Time passes. I slowly eek my way closer to being done. A few letters cut in a stencil before work - the lettering on a few more covers sorted after work. By small increments I am getting there.... All is good.
I will be glad when I can work on other things though. I have a stack of books and magazines. I have 21 Secrets and a sketchbook.... I have no space in my life right now for anything new. Once I am wed, I will finish the things waiting for completion and then, it shall be time to usher a few new things in through the door. I am glad though I have things for after the wedding, that i am not heading towards a huge expanse of nothingness.....
Every so often though, something peeks in that pushes to the front, the next step on my path, rather than an interesting side path. This time it is memory. Synchronicity has been at work in this. Life has been shouting at me for a long time that my memory is really, really bad. It is a standing joke at work. I have long developed tactics to disguise my lack of memory which enable me to be very well organised... task lists, calendar reminders and full on notes to refer to.... I know how to get round having a bad memory for sure.

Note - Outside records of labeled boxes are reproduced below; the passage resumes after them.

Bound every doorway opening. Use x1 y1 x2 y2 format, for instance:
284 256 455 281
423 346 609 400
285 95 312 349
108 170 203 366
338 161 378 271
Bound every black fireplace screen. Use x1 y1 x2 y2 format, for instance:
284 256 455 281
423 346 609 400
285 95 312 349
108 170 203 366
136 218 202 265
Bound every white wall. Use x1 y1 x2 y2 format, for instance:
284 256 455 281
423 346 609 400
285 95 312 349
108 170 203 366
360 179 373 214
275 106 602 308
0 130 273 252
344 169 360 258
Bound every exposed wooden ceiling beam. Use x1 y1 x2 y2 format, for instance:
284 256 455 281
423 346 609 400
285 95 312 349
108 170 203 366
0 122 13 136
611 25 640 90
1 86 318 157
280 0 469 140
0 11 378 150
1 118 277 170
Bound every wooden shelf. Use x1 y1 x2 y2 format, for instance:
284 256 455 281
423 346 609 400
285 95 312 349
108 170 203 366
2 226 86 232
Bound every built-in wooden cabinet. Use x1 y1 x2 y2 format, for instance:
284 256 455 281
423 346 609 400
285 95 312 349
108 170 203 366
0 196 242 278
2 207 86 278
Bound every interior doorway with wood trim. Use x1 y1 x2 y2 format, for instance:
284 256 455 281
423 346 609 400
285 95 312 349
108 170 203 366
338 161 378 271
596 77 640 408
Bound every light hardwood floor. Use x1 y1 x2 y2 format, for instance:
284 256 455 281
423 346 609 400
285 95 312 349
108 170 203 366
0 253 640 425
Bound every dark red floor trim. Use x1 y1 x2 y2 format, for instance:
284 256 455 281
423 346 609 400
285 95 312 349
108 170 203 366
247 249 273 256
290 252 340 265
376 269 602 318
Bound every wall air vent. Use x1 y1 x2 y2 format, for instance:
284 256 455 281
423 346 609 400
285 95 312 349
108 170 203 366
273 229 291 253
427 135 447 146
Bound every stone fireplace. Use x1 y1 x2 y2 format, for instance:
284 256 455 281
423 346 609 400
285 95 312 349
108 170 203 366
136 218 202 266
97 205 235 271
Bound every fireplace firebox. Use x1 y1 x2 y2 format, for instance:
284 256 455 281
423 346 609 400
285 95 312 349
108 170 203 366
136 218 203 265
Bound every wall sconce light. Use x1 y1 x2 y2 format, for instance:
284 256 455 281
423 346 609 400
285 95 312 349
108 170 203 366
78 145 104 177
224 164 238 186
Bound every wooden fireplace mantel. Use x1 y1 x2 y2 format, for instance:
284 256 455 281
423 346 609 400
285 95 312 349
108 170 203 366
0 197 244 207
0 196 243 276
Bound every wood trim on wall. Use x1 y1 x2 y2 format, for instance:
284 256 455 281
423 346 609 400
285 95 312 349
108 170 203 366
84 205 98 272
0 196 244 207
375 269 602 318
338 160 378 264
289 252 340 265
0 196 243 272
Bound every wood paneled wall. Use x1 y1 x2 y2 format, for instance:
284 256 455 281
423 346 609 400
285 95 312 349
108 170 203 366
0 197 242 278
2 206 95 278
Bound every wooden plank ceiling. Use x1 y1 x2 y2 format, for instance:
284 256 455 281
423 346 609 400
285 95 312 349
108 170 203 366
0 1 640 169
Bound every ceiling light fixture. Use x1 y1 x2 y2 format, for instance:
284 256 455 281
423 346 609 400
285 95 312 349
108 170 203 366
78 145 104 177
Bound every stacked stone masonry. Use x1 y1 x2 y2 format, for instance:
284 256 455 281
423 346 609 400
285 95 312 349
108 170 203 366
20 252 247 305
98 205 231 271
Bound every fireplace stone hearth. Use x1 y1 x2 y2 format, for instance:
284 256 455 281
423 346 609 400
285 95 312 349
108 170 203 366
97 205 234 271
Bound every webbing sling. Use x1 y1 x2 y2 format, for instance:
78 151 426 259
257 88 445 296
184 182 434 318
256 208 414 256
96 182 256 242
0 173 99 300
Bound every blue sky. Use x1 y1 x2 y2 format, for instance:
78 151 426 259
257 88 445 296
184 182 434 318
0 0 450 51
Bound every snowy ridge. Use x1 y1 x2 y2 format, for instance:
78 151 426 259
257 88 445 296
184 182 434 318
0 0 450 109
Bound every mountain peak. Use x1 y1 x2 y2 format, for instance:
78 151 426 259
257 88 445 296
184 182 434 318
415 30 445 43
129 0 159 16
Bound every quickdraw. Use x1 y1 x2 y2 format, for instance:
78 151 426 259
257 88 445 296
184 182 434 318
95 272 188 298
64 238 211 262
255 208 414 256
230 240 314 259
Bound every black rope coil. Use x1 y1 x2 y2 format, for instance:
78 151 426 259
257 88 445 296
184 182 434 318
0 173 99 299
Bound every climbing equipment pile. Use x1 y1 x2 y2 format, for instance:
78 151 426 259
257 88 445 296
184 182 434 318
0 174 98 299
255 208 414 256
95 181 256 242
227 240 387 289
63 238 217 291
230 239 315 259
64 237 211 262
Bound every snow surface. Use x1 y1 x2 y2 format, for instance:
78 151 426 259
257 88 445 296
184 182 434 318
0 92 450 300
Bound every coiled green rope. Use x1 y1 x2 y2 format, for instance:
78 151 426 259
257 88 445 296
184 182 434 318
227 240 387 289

But I don't actually want a bad memory.
I don't want to end up vague like my Gran. I can see this process happening....
So I know all this and then I get a kick - in a conversation with a friend.
So what do I do with a kick like this? I go away and learn more. I buy a book. I integrate the knowledge into my world view...... And if I am really good - I put it into practice.
This is something I need to learn to improve though. I need to work that memory muscle. Not just for my spiritual development but for my own mental health as well. Otherwise I will find myself old, having forgotten who I am.